Can Oliver Stone show us the human side of Hitler?
Director describes subject of his new project as 'easy scapegoat'
Monday 11 January 2010
Oliver Stone has never been one to spot a historical controversy without steaming towards it, but the latest project from the film-maker behind
W threatens to pitch him into more dangerously hot water than ever before.
The director is battening down the hatches already, saying he fully expects "ignorant attacks" on a new documentary series in which he is promising to "liberalise" Hitler and to finger US corporations for their role in the rise of National Socialism in Germany.
Launching Oliver Stone's Secret History of America, the director promised to lay bare the military-industrial complex his fictionalised movie JFK blamed for a conspiracy to kill one president, and which Stone now says is trapping Barack Obama into the errors of his predecessors.
"I don't want to put out a conventional History Channel product where it's easy to like it," the 63-year-old director said. "You cannot approach history unless you have empathy for the person you may hate.
"I've been able to walk in Stalin's shoes and Hitler's shoes to understand their point of view. We're going to educate our minds and liberalise them and broaden them. We want to move beyond opinions ... go into the funding of the Nazi party. How many American corporations were involved, from GM through IBM? Hitler is just a man who could have easily been assassinated."
Stone unveiled a trailer for his Secret History at the Television Critics Association's biannual press tour in Pasadena, California, and even his collaborators appeared nervous. As the director promised empathy with leaders who ordered mass murder, Peter Kuznick, the history professor drafted in as lead writer, leapt in to clarify: "He's not saying we're going to come out with a more positive view of Hitler. But we're going to describe him as a historical phenomenon and not just somebody who appeared out of nowhere." Stone promised not to judge historical figures as "bad" or "good" and countered: "Obviously, Rush Limbaugh is not going to like this history.
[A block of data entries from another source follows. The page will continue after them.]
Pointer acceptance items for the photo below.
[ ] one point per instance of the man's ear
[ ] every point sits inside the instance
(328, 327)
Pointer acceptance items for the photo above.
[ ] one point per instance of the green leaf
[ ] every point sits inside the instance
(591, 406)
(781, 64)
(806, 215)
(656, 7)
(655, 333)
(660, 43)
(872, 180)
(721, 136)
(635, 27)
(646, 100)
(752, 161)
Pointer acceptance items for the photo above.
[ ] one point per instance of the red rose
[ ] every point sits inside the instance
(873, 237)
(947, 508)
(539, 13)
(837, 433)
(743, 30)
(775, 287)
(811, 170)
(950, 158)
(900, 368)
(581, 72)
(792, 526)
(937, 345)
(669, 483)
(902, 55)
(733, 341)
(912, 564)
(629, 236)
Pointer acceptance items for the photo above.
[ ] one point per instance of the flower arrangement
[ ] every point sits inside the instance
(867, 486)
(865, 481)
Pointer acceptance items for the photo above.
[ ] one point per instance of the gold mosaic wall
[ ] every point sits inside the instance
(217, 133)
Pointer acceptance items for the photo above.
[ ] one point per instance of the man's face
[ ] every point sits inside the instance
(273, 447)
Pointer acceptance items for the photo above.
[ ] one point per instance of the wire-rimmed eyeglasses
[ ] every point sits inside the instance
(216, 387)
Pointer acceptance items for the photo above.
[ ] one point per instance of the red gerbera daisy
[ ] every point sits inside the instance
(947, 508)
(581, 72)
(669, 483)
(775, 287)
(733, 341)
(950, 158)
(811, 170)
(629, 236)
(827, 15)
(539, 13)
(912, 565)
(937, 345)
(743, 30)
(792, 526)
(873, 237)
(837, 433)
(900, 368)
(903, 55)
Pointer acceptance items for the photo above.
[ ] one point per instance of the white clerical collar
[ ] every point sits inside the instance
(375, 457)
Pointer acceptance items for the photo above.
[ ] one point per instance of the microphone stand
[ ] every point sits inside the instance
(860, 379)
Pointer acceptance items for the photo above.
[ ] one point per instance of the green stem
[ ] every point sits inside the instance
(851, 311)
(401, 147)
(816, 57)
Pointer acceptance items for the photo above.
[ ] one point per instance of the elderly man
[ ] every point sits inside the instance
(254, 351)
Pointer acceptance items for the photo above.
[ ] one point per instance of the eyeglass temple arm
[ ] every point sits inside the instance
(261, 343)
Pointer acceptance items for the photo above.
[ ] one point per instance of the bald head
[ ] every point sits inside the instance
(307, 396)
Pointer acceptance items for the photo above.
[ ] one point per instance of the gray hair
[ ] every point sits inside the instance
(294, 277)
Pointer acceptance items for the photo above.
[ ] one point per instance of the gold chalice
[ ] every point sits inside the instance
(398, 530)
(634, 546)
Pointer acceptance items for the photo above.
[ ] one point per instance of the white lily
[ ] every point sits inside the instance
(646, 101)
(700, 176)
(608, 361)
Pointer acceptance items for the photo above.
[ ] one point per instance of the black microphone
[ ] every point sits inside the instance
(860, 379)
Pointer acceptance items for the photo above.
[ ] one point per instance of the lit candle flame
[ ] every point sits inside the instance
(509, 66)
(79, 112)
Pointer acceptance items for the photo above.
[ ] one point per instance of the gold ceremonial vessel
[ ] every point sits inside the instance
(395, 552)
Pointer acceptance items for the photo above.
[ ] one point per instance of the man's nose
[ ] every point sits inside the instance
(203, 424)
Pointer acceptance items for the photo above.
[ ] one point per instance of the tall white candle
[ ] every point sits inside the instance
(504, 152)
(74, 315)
As usual, we're going to get those kind of ignorant attacks."
After winning two Oscars for a series of films about the Vietnam War, Stone turned his revisionist history lens on US presidents, from a more complex "Tricky Dicky" in Nixon, to a privileged, disengaged George W Bush in W. And as a documentary maker, he has courted controversy before with plans for biopics of US bogeymen such as Hugo Chavez of Venezuela.
Last year, he walked the red carpet with the socialist president at the Venice Film Festival for the premiere of the documentary South of the Border. He has also long pursued Mahmoud Ahmadinejad of Iran in the hope of making a film about his life and presidency. Stone's forthcoming 10-part series ranges over subjects the director says have been "under-reported", taking in President Harry Truman's decision to drop the atomic bomb on Japan, and the origins and the end of the Cold War. Stalin, too, is getting a makeover, according to Stone.
"Stalin, Hitler, Mao, McCarthy – these people have been vilified pretty thoroughly by history. Stalin has a complete other story. Not to paint him as a hero, but to tell a more factual representation. He fought the German war machine more than any single person."
Hitler has been "an easy scapegoat" throughout history for forces that were bigger than one man, Stone says, and – warming to the theme in Pasadena – he said that the same complex of interests between corporations and the military were still at work today.
"You can understand why Obama is following in Bush's footsteps in Afghanistan," he said. "Obama is very much trapped, we believe, in that system. And so that's what we're going to try and show you: the way it works."